Hey there, Pumpkin
I officially suck at Halloween. As a kid, I wore the same costume 3 years in a row out of sheer lack of imagination. And it’s worse when you know what the costume was. I wore oversized Groucho Marx glasses in addition to a puff paint sweatshirt of animals wearing Groucho Marx glasses. Very similar to this gem.
Then there was the time in college when I suggested to my roommate that we attend the KA “Party Like a Rockstar” bash dressed as…wait for it…the Indigo Girls. HAWT. Or the “Dead Celebrities” party where I went as Jon Benet Ramsey. Too soon?
Let’s not forget the Halloween in New Orleans where I convinced my advertising friends that we should go as the popular-at-the-time Gap commercial where everybody is in fleece vests singing Madonna. So many problems. 1. It’s 90 degrees in NOLA at Halloween. 2. Nobody wears clothes on Halloween. 3. We were just wearing NORMAL CLOTHES FROM THE GAP. When people would ask who we were, we’d get in line and tilt our heads and start singing. So. Lame. And now, hilarious.
And then, my pièce de résistance, the Merrymakers (basically a Junior League for men in Tampa) Halloween Party.
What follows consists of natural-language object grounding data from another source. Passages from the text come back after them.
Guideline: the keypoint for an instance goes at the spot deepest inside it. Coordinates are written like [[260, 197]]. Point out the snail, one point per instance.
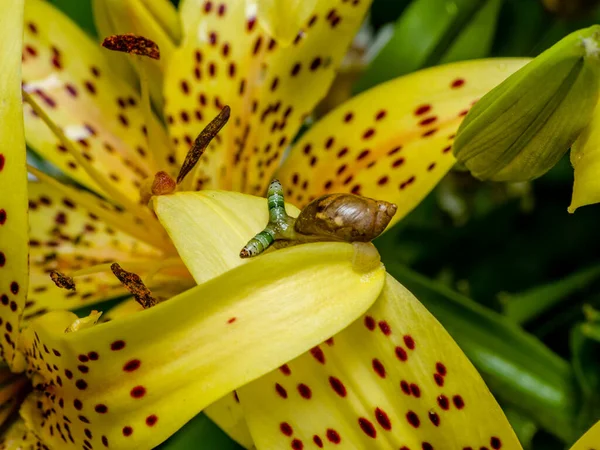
[[331, 217]]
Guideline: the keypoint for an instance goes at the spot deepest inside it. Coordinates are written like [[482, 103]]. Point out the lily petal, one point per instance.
[[13, 186], [285, 19], [18, 437], [585, 158], [69, 77], [134, 16], [589, 439], [228, 414], [392, 379], [187, 215], [229, 59], [392, 142], [72, 229], [132, 382]]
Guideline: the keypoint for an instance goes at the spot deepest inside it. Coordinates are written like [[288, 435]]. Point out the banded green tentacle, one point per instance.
[[280, 225]]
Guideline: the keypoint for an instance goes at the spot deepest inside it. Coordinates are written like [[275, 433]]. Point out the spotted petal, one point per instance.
[[72, 230], [13, 185], [193, 221], [69, 77], [229, 59], [392, 142], [392, 379], [132, 382], [284, 19]]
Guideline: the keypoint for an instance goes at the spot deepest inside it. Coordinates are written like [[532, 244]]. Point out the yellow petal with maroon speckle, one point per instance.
[[392, 142], [229, 59], [69, 77], [13, 186], [18, 437], [193, 220], [132, 382], [392, 379], [229, 416], [589, 439], [284, 19], [73, 230]]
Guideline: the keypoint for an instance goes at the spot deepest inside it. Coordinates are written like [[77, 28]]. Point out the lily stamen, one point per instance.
[[139, 47], [134, 284], [202, 141], [102, 182]]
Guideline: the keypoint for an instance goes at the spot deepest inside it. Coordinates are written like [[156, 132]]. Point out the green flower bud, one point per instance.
[[521, 128]]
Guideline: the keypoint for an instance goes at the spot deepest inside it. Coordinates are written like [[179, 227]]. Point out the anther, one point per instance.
[[202, 141], [130, 43], [62, 281], [134, 284]]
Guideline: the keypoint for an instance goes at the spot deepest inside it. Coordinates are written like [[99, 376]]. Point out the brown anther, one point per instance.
[[62, 281], [202, 141], [163, 184], [134, 284], [132, 44]]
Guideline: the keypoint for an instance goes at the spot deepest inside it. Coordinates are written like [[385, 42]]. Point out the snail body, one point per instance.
[[345, 217]]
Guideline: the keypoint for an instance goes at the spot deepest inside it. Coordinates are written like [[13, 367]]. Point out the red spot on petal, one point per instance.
[[151, 420], [415, 390], [304, 391], [441, 369], [101, 409], [333, 436], [367, 427], [409, 342], [422, 110], [132, 365], [280, 390], [383, 419], [443, 402], [405, 387], [457, 83], [138, 392], [435, 419], [337, 386], [286, 428], [413, 419], [117, 345], [385, 328], [458, 402], [318, 354], [378, 368], [401, 354]]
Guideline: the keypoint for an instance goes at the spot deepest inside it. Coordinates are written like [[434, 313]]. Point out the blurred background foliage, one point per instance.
[[512, 276]]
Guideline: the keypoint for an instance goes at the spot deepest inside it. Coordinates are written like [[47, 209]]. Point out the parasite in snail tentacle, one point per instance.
[[331, 217]]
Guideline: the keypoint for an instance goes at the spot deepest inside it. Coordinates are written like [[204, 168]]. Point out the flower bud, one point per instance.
[[521, 128]]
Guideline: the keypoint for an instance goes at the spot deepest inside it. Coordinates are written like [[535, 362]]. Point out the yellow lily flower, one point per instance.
[[122, 384]]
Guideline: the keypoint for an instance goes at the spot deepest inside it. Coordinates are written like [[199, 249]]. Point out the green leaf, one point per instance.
[[80, 11], [521, 372], [524, 306], [433, 31], [200, 432]]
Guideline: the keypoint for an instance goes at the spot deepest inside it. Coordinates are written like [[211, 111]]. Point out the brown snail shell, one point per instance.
[[345, 217]]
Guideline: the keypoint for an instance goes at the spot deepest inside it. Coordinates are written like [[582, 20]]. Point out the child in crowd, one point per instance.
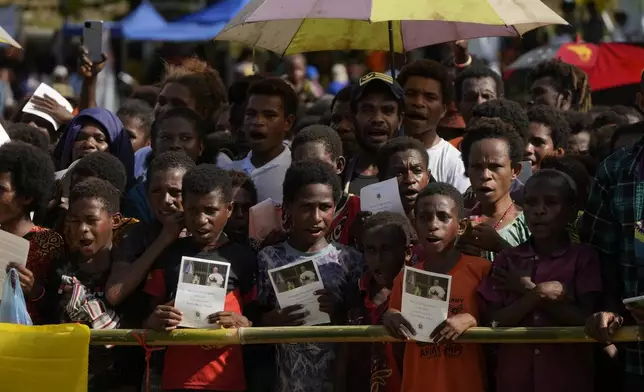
[[323, 143], [244, 197], [137, 117], [573, 167], [75, 285], [270, 114], [492, 152], [549, 132], [26, 183], [440, 221], [177, 129], [207, 201], [143, 243], [546, 281], [311, 192], [387, 246], [406, 160]]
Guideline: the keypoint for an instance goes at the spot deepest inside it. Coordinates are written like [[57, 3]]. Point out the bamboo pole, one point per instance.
[[343, 334]]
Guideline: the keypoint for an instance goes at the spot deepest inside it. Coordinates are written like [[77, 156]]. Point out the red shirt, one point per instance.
[[345, 215], [545, 367]]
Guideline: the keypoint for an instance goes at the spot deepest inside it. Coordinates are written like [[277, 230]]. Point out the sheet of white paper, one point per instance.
[[41, 91], [294, 284], [263, 218], [425, 301], [4, 137], [382, 196], [13, 249], [201, 290]]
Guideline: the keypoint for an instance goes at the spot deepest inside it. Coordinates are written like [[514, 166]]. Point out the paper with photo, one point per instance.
[[13, 249], [425, 300], [382, 196], [41, 91], [264, 217], [201, 291], [295, 284]]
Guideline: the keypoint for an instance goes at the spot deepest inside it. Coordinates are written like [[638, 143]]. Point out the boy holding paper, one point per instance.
[[440, 221], [311, 192], [207, 201]]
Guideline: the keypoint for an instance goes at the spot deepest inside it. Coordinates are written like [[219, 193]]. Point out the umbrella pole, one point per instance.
[[392, 60]]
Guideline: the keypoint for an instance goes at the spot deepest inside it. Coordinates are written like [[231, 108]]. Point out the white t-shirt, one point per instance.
[[446, 165], [269, 178]]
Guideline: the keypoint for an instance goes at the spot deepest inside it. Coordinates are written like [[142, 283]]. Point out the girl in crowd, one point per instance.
[[92, 130], [26, 184], [492, 152]]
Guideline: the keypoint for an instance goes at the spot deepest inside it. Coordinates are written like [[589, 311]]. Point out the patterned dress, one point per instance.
[[307, 367]]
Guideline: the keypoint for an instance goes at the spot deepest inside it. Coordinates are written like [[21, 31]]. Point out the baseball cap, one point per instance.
[[385, 82]]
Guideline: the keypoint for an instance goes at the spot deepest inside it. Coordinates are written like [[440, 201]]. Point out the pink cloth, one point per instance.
[[545, 367]]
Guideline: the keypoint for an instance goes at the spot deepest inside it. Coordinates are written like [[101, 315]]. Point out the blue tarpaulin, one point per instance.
[[144, 17], [223, 11]]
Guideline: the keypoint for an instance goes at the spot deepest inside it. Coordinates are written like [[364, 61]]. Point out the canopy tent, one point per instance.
[[144, 17], [222, 11]]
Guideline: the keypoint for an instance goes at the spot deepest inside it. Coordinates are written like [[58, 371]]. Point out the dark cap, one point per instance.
[[386, 82]]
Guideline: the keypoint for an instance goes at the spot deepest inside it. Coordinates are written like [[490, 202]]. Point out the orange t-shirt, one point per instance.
[[450, 367]]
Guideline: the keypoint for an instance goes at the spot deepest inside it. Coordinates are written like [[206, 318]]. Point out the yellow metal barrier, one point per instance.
[[342, 334]]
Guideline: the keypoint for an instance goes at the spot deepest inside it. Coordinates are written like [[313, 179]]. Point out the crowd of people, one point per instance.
[[111, 202]]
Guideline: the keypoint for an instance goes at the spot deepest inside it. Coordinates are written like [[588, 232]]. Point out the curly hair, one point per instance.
[[554, 120], [566, 77], [493, 128], [507, 111], [443, 189], [477, 71], [396, 145], [102, 165], [398, 223], [429, 69], [32, 173], [207, 178], [311, 172], [95, 188], [204, 83]]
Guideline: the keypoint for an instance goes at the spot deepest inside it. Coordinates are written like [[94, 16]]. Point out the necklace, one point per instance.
[[496, 226]]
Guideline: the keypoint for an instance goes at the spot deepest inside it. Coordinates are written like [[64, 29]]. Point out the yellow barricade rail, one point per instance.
[[341, 334]]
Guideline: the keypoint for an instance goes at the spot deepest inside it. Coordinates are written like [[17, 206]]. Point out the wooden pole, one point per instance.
[[341, 334]]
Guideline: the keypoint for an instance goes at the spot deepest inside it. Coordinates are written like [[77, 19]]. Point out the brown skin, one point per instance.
[[476, 91], [174, 95], [266, 125], [178, 134], [543, 92], [438, 225], [424, 108], [91, 138], [410, 169]]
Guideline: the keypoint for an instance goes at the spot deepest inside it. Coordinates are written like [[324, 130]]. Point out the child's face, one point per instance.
[[265, 123], [206, 215], [88, 226], [164, 193], [384, 254], [178, 134], [409, 168], [490, 170], [316, 150], [539, 145], [12, 206], [546, 211], [311, 213], [238, 222], [438, 224]]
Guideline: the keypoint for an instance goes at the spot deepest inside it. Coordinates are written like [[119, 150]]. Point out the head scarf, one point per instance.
[[118, 140]]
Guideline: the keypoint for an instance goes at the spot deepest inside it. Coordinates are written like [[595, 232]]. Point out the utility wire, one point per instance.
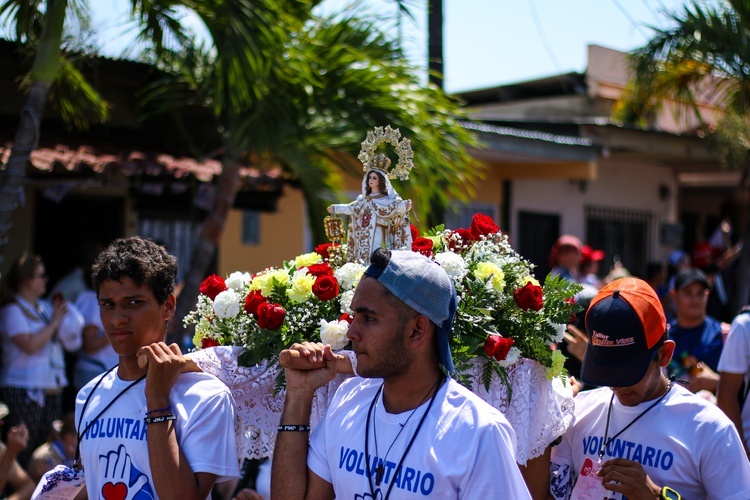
[[630, 18]]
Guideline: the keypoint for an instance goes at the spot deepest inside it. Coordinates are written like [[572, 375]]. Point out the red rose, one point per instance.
[[346, 317], [253, 301], [207, 342], [458, 238], [482, 225], [423, 246], [326, 287], [270, 316], [212, 286], [497, 347], [322, 249], [317, 270], [528, 297]]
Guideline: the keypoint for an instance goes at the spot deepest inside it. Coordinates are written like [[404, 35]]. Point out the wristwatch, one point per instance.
[[668, 493]]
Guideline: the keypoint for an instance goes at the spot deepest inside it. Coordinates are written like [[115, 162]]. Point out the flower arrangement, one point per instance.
[[503, 312]]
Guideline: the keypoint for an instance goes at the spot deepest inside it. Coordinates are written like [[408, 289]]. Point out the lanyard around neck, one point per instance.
[[605, 441], [77, 463]]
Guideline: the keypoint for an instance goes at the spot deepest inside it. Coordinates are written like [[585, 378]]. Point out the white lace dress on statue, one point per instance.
[[539, 412]]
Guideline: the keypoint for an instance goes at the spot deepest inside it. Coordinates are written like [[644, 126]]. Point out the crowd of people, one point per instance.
[[659, 412]]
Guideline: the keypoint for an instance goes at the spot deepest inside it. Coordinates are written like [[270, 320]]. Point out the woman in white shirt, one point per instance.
[[34, 333]]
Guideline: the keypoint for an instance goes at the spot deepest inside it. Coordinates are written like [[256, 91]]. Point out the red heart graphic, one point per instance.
[[114, 491]]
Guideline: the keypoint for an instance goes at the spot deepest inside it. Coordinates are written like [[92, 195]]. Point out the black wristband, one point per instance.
[[293, 428], [158, 420]]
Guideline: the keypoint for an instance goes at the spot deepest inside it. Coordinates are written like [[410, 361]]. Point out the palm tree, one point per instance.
[[704, 56], [339, 77]]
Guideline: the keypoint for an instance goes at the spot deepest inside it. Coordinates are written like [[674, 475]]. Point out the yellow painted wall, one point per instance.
[[282, 237]]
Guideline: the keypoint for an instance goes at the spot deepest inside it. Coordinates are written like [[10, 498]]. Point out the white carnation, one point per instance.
[[238, 281], [346, 302], [349, 275], [513, 354], [559, 331], [227, 304], [453, 264], [334, 333]]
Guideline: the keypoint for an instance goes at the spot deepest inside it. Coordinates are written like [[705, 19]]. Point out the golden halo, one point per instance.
[[392, 137]]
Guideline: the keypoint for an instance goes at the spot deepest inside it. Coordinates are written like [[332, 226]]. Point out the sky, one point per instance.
[[486, 42]]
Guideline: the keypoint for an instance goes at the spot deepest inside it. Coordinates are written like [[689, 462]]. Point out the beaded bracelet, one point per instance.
[[168, 408], [158, 420], [296, 428]]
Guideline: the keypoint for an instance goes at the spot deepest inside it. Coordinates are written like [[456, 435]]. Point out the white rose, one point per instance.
[[238, 281], [346, 302], [349, 275], [227, 304], [334, 333], [453, 264]]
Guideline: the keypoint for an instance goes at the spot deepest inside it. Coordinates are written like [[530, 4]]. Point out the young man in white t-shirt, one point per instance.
[[640, 435], [402, 429], [734, 375], [146, 429]]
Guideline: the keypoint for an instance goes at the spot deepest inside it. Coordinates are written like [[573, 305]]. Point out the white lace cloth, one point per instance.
[[539, 412]]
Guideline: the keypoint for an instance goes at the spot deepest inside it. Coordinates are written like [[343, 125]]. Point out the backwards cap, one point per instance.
[[425, 287], [624, 321]]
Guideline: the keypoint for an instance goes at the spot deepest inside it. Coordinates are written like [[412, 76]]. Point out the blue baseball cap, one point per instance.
[[424, 286]]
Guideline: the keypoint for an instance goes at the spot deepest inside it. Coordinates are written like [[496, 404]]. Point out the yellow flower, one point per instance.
[[557, 365], [529, 279], [301, 288], [491, 271], [265, 282], [307, 259]]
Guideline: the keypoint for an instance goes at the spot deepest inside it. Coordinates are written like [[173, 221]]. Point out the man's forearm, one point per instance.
[[289, 471]]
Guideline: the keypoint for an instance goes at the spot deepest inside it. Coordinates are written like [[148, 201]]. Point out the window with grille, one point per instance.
[[622, 234], [460, 214]]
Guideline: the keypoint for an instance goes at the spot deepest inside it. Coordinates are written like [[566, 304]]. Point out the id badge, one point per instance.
[[589, 485], [61, 483]]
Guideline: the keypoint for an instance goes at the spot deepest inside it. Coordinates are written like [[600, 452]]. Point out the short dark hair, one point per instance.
[[142, 260]]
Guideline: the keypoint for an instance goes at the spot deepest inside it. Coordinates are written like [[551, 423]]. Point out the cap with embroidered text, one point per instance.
[[624, 321]]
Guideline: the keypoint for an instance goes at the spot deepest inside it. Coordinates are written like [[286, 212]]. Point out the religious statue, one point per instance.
[[378, 217]]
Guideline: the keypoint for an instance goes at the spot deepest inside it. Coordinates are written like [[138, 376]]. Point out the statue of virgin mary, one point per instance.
[[378, 217]]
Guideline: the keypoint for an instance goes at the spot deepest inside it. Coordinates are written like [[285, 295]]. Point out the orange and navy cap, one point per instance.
[[624, 321]]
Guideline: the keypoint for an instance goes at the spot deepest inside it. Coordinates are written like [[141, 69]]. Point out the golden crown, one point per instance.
[[370, 160]]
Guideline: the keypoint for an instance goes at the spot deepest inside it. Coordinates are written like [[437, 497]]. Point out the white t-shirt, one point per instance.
[[684, 442], [45, 368], [465, 448], [114, 450], [735, 358], [106, 357]]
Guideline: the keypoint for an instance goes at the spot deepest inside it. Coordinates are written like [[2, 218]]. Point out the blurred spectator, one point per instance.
[[698, 337], [96, 355], [34, 333], [734, 375], [565, 256], [702, 257], [589, 266], [73, 283], [12, 475], [60, 448]]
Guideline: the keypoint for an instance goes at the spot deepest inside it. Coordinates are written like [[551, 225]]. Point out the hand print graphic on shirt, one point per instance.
[[124, 481]]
The theme was black and white, so I cobbled together a most unsexy referee costume. Think white capri pants, a boxy polyester referee jersey, a stupid hat and a yellow flag sticking out of my butt pocket. And the best part? I was misinformed, and the theme was actually Heaven & Hell. So, I was surrounded by hot little angels and devils. The only guy that spoke to me all night was 45 years old and named Dill. I called a foul. On myself.
So this year, I’m sticking to dressing up a mood board for the occasion. I think this will turn out much better.
Pumpkin Spice. It’s not just for lattes anymore.
Do you embrace the orange in your life? Or do you think it belongs in the 70s with avocado? How about Halloween costumes? Got any embarrassing doozies that can top mine? Doubtful.